This PR can not be used directly unless evaluate can be customized to support partial_fit (see #11266 for related work). I think this PR caught my interest because I study adaptive methods in graduate school.

jnothman · 2018-07-24T03:01:05Z

Yes, there aren't a lot of users. But those libraries in turn *should* probably have several users, given the limitations of our own SearchCVs. Anyway, thanks for the +1 @amueller. Does this formally get your approval in its current state? Is someone else keen on reviewing? @amueller, I would also be interested in your thoughts on #11354 which is sort of a sister PR in solving "Customizing BaseSearchCV is hard" (#9499)

amueller · 2018-07-24T18:28:44Z

When I looked at it I felt #11354 wasn't that widely applicable.

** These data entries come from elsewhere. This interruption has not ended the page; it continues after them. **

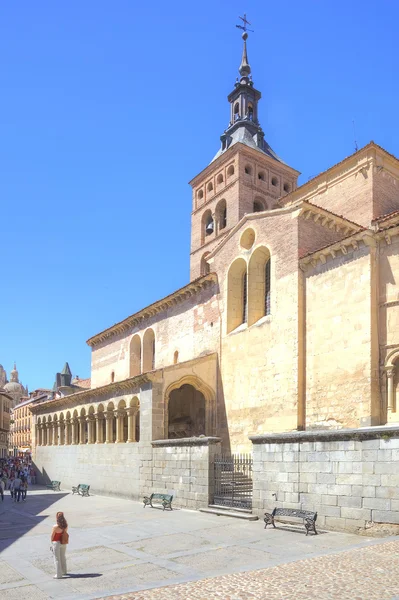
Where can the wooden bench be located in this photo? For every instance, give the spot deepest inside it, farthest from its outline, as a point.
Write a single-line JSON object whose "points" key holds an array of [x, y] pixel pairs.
{"points": [[309, 517], [164, 499], [54, 485], [82, 489]]}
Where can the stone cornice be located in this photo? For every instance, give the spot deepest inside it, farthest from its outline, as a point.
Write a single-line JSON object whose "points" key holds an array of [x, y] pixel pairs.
{"points": [[191, 289], [348, 244], [366, 433], [305, 210], [127, 385], [328, 219], [194, 441], [358, 163]]}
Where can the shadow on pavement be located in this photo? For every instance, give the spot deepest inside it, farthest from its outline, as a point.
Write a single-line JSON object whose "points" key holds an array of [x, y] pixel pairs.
{"points": [[81, 575], [18, 518]]}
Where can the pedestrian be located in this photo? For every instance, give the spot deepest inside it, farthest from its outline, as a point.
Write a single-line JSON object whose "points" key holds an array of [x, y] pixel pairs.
{"points": [[16, 486], [59, 541], [24, 489]]}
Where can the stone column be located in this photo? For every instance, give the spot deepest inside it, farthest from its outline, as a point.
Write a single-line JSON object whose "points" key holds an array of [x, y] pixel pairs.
{"points": [[49, 434], [119, 414], [74, 431], [109, 416], [82, 436], [67, 438], [55, 433], [99, 417], [90, 426], [131, 423], [390, 371], [61, 426]]}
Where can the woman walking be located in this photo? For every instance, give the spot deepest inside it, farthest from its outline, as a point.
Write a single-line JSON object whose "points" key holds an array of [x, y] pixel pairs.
{"points": [[59, 540]]}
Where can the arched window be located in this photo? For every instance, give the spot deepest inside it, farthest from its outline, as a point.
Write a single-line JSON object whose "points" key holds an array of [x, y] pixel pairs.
{"points": [[221, 215], [259, 206], [236, 294], [207, 225], [148, 351], [259, 285], [205, 267], [135, 356]]}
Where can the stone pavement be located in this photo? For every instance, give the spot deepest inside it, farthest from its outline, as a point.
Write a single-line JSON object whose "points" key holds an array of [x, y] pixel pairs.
{"points": [[370, 573], [117, 547]]}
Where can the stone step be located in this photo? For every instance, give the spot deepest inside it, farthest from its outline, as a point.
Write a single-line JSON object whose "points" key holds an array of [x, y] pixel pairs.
{"points": [[224, 507], [229, 513]]}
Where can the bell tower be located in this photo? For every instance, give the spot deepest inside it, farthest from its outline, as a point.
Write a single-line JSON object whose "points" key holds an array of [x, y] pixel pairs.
{"points": [[244, 176]]}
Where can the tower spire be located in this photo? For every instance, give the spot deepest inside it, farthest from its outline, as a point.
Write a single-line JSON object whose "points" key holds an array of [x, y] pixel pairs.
{"points": [[245, 68]]}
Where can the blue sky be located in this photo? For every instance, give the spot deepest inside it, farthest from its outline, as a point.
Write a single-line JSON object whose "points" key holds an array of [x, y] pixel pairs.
{"points": [[107, 110]]}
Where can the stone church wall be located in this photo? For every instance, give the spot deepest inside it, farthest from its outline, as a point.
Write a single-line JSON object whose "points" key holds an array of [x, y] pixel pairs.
{"points": [[190, 328], [183, 468], [341, 361], [259, 364], [349, 477]]}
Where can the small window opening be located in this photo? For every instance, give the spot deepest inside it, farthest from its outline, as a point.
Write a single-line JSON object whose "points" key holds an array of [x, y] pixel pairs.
{"points": [[258, 206], [267, 288], [209, 226], [223, 219], [244, 299]]}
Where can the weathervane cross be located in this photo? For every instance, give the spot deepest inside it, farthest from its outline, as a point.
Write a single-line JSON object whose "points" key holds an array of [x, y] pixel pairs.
{"points": [[246, 22]]}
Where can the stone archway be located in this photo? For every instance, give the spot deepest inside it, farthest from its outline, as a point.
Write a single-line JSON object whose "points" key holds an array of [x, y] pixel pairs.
{"points": [[186, 412], [190, 408]]}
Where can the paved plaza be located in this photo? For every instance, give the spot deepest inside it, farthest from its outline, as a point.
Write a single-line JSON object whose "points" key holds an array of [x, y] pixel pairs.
{"points": [[118, 549]]}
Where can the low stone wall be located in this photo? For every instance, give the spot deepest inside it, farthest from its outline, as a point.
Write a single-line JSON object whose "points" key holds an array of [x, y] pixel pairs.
{"points": [[184, 468], [112, 469], [350, 477]]}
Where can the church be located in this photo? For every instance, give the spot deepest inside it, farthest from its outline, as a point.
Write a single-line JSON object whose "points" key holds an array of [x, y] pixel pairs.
{"points": [[290, 320]]}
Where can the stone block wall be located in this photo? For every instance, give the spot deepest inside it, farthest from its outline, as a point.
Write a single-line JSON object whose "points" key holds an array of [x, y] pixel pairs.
{"points": [[350, 477], [109, 469], [183, 468]]}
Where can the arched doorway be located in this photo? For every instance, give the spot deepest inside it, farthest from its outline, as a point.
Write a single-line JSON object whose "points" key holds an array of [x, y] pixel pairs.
{"points": [[186, 412]]}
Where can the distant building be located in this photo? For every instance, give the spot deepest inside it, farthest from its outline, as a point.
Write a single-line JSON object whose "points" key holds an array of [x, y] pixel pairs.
{"points": [[5, 408], [13, 387]]}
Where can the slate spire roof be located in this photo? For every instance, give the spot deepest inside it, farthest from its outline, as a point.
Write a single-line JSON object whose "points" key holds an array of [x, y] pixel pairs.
{"points": [[244, 126]]}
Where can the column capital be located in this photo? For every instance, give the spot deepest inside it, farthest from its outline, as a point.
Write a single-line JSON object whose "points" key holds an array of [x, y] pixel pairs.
{"points": [[390, 371]]}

I think @janvanrji had argued to me it would be useful for successive halfing but I argued that's easy to implement with the current code. Need to revisit the motivation.

jnothman · 2018-07-25T03:35:39Z

Another review of this as an experimental private interface? @lesteve? @glemaitre?

glemaitre

LGTM with tiny nitpicks.

The change are minimum and it simplified thing for contrib so I would be +1.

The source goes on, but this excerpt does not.